Fuel prices impacting smaller waste management districts in northern Arkansas

BERRYVILLE, Ark. (KY3) – With rapidly increasing fuel prices, the Carroll County Solid Waste District (CCSW) says it is drastically exceeding its monthly fuel budget.

In April, the waste management provider exceeded the monthly fuel budget by over $10,000. CCSW works with cities to implement a fuel surcharge dependent on monthly fuel expenses. It either becomes the city’s burden through a surcharge or the district would be forced to issue rate increases to customers.

“The last time the prices were up around this was around 2008, 2009, 2010,” said George Boatright, CCSW executive director. “The price of fuel is hurting us right now. With the price of fuel, we’re paying about $4.61/gallon.”

Data released Wednesday by the Bureau of Labor Statistics show inflation may slow. Prices rose 8.3 percent in April compared with a year ago and 0.3 percent in March.
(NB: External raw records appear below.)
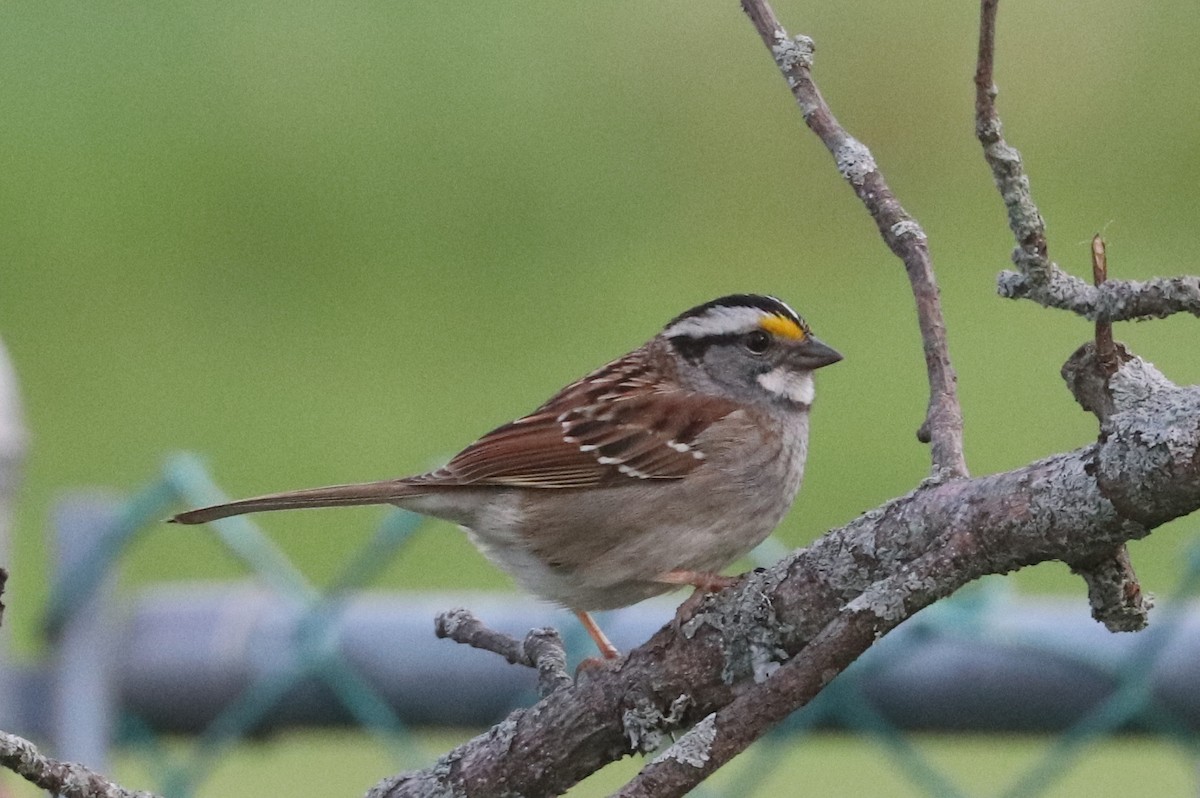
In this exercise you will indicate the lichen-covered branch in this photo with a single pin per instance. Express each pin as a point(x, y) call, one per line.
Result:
point(755, 711)
point(943, 420)
point(1075, 508)
point(64, 779)
point(1037, 277)
point(1117, 300)
point(541, 649)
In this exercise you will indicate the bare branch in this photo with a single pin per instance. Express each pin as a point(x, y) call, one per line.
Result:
point(1037, 277)
point(541, 649)
point(1117, 300)
point(900, 232)
point(65, 779)
point(1115, 593)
”It’s been a challenge, and we’ve been able to handle everything except the price of fuel,” said Berryville Mayor and CCSW Chairman Tim McKinney. ”We want to provide quality solid waste and recycling services at a reasonable price. So what this surcharge does is keeps us where we’re at and allows us to maintain the level of service we want to provide our customers.”

With current fuel prices, CCSW anticipates the average customer seeing about 60 cent increase in their bill.

”Well, I can understand why they’re doing it with our economy and gas prices,” said Sheila Taylor, who lives in the county. “But being on disability and a fixed income, I’d rather not have the extra surcharge.“

Taylor says you have no choice but to pay or expect “the garbage to pile up and cause more problems.”

”We’re a non-profit, but we need to keep up with the equipment and raises for the employees,” said Boatright. “But we do everything we can to keep our costs as low as possible.“

Once in effect, CCWS officials believe the surcharge is likely to stay.

”In the past, we’ve tried to budget for it, and some years, I’ll admit we’ve probably made money because we’ve budgeted lower,” said McKinney. “But just the volatility of it, I think this is something that’s here to stay.”

CCWS anticipates the surcharge next month, barring any unforeseen issues.